Yet, despite daunting obstacles to progress, we are making strides in understanding the basic mechanisms of bladder cancer tumorigenesis. More importantly, we are seeing improvements in prognostic stratification, which is paramount in clinical management as differential therapies, such as bladder-sparing approaches vs. radical cystectomy or perioperative chemotherapies, have a tremendous impact on functional and oncological outcomes. We have also come to understand that no simple scoring system can take every tumor-related and patient-related parameter into account. Quite simply, the future of treatment for bladder cancer patients is personalized, precision medicine.

Precision medicine is the leading edge in cancer treatment. It employs genomic pathology derived from genetic sequencing and molecular profiling to classify subsets of patients as candidates for potential therapies [1]. While precision medicine identifies subpopulations of patients, personalized medicine focuses on defining treatment strategies for individual patients, based on classifications such as sex, age, prior treatments, lifestyle, genetic subtypes and alterations, and immune system status. In contrast to the ‘one-size-fits-all’ mindset common among oncologists, practitioners of personalized medicine tailor therapies and treatment strategies based on multiple biological and social factors. It is the ideal practice approach for patients with complex neoplasms such as bladder cancer.

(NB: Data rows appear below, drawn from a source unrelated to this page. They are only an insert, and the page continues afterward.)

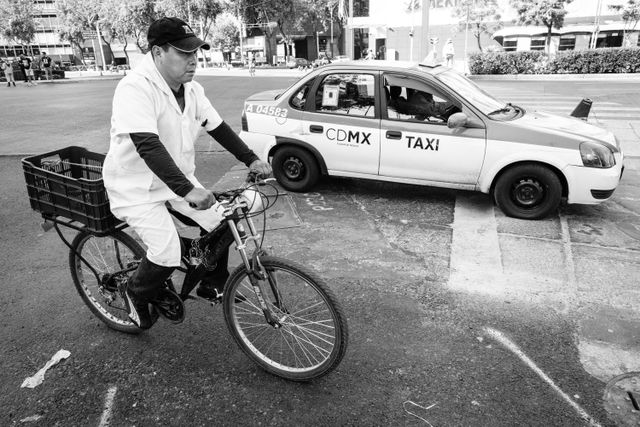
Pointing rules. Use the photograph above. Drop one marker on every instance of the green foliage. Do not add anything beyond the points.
(566, 62)
(527, 62)
(596, 61)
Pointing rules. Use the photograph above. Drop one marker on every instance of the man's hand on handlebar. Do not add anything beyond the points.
(262, 168)
(200, 199)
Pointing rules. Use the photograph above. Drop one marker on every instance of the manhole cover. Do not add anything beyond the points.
(630, 229)
(622, 399)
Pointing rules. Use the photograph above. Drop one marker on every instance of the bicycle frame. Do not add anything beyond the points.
(234, 212)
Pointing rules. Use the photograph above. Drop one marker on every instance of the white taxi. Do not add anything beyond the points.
(429, 125)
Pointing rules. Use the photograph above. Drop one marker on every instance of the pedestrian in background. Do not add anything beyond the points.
(7, 68)
(25, 67)
(45, 64)
(448, 52)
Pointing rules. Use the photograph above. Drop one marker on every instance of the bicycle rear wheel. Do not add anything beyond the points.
(110, 256)
(312, 338)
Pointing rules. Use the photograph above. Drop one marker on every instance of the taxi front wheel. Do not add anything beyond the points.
(295, 169)
(528, 191)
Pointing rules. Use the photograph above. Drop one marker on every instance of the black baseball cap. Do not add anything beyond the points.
(177, 33)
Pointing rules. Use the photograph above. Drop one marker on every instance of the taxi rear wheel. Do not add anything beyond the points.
(295, 169)
(529, 191)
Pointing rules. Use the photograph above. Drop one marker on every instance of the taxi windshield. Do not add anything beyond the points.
(470, 91)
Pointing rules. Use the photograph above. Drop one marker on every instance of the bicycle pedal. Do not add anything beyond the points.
(169, 305)
(210, 301)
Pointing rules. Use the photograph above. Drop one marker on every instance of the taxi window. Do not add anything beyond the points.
(349, 94)
(413, 100)
(299, 98)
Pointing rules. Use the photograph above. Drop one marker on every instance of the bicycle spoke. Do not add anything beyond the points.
(305, 335)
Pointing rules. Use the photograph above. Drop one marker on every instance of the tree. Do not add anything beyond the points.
(225, 33)
(272, 16)
(549, 13)
(313, 16)
(18, 24)
(76, 17)
(630, 13)
(482, 16)
(130, 19)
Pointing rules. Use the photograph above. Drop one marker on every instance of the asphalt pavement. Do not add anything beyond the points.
(535, 340)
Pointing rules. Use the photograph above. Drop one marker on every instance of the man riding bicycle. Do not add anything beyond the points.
(158, 113)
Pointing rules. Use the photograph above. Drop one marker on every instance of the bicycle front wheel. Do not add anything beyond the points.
(311, 337)
(113, 258)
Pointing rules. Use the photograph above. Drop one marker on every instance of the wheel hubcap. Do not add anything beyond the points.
(293, 168)
(528, 192)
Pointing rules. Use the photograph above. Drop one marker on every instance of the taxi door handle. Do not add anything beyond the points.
(393, 134)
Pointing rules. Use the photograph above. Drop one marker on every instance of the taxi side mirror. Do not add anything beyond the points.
(457, 120)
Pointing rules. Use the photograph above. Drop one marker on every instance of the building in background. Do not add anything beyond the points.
(46, 37)
(411, 29)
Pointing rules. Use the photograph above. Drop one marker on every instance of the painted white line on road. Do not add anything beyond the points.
(568, 255)
(502, 339)
(108, 407)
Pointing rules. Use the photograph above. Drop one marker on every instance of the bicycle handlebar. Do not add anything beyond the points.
(253, 178)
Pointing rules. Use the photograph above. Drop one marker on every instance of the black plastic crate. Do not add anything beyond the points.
(68, 183)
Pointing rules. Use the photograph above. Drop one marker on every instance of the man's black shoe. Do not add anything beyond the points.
(138, 309)
(210, 291)
(214, 292)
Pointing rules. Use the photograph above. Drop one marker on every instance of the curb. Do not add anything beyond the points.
(556, 77)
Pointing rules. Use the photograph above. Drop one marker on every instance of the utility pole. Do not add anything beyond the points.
(104, 65)
(596, 24)
(240, 30)
(466, 37)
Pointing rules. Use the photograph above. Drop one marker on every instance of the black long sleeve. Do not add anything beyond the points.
(156, 156)
(231, 142)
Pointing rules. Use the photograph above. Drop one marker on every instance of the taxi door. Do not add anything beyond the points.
(342, 123)
(415, 140)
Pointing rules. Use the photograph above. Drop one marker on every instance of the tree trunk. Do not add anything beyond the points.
(478, 34)
(124, 49)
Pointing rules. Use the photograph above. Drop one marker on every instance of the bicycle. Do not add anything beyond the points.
(283, 317)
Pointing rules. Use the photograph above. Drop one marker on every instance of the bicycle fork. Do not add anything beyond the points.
(255, 270)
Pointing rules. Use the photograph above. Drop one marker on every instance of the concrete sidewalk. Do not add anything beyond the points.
(286, 72)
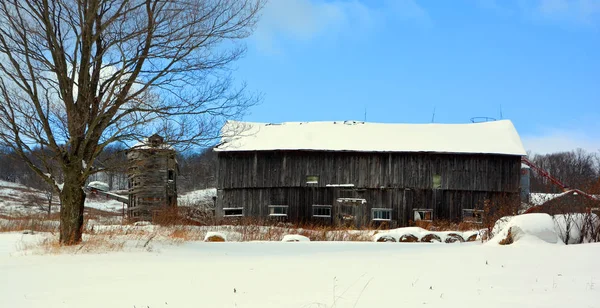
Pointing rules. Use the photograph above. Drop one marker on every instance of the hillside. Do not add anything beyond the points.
(19, 200)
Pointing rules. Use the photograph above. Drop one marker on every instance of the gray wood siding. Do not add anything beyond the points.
(493, 173)
(446, 204)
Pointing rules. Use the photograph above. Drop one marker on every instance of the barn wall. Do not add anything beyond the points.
(446, 204)
(498, 173)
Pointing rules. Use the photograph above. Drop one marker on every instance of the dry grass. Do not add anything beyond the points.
(35, 223)
(92, 244)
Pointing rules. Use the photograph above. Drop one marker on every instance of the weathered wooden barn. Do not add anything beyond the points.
(357, 173)
(153, 171)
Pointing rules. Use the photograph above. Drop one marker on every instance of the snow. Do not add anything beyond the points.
(541, 198)
(529, 228)
(99, 185)
(201, 196)
(215, 234)
(314, 274)
(578, 225)
(295, 238)
(497, 137)
(5, 184)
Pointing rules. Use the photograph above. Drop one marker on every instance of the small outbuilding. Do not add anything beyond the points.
(153, 171)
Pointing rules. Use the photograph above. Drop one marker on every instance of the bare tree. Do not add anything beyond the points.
(79, 75)
(577, 169)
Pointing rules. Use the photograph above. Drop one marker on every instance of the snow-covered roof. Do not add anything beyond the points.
(497, 137)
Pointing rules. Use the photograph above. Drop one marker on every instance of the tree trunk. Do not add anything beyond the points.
(72, 198)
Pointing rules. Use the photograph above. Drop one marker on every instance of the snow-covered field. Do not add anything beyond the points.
(304, 274)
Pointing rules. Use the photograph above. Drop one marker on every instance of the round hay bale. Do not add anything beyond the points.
(386, 238)
(453, 238)
(509, 238)
(408, 238)
(295, 238)
(430, 238)
(214, 237)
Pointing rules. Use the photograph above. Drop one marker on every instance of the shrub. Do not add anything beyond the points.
(453, 238)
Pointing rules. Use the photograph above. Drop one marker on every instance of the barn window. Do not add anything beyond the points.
(474, 216)
(321, 210)
(437, 181)
(278, 210)
(312, 179)
(423, 214)
(381, 214)
(233, 211)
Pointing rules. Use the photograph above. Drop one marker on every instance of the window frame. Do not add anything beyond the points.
(322, 206)
(225, 209)
(273, 206)
(382, 210)
(437, 177)
(423, 210)
(473, 211)
(313, 182)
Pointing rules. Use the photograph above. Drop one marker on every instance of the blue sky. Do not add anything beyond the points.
(536, 61)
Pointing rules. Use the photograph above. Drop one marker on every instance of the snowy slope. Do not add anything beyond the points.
(304, 274)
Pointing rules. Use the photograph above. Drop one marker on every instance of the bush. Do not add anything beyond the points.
(453, 238)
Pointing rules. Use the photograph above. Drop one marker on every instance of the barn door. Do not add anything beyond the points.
(349, 211)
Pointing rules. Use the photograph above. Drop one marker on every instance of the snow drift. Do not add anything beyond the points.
(527, 228)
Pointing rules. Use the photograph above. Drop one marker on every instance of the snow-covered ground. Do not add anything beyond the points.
(198, 197)
(304, 274)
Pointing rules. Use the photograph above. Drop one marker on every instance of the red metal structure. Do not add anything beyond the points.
(554, 180)
(544, 173)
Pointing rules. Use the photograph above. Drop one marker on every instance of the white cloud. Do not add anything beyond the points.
(559, 141)
(303, 20)
(574, 12)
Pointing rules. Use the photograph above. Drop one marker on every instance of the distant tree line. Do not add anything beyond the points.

Bladder cancer is a collection of biologically heterogeneous cancers with different molecular and histopathologic subtypes and variable responses to therapy and, thus, variable clinical outcomes [2]. Genetic profiling has revealed bladder cancer tumors’ very high mutational burden [3], indicating their complex molecular profile. Managing this disease becomes even more complex when patients are elderly and have numerous comorbidities. These are the patients who may derive the most benefit from a personalized approach to disease management.

In this edition of Current Opinion in Oncology, we have invited internationally renowned experts in bladder cancer to present an overview of their research and clinical work, focusing on individual patient factors that may affect bladder cancer treatment and clinical outcomes. Matthias May reports on the impact of sex on bladder cancer outcomes, outlining emerging data suggesting that men fare better than women despite imbalances in incidence favoring women. Matt Milowsky focuses on age as a factor and the complexities of managing elderly patients with muscle-invasive bladder cancer. David McConkey outlines the genetic subtypes of muscle-invasive bladder cancer that can affect treatment decisions, especially in the absence of detailed histopathologic differentiation in muscle-invasive stages. Andrea Apolo details the latest findings on whether local and distant radiologic imaging can help in defining clinical pathways.

Bladder preservation in high-risk nonmuscle-invasive bladder cancer almost always requires bacillus Calmette-Guérin (BCG) treatment. Bas van Rhijn (pp. 427–435) discusses the complex mechanisms of this immunotherapy, as well as the wide range of host responses to BCG. Armin Pycha demonstrates how a personalized approach may reduce the need for urinary diversion in patients for whom radical surgery is the best option. Radical cystectomy is still the gold standard for muscle-invasive bladder cancer. However, Romain Matthieu (pp. 476–482) discusses whether trimodal therapy involving radiotherapy, local resection, and chemotherapy may provide outcomes equal to radical cystectomy.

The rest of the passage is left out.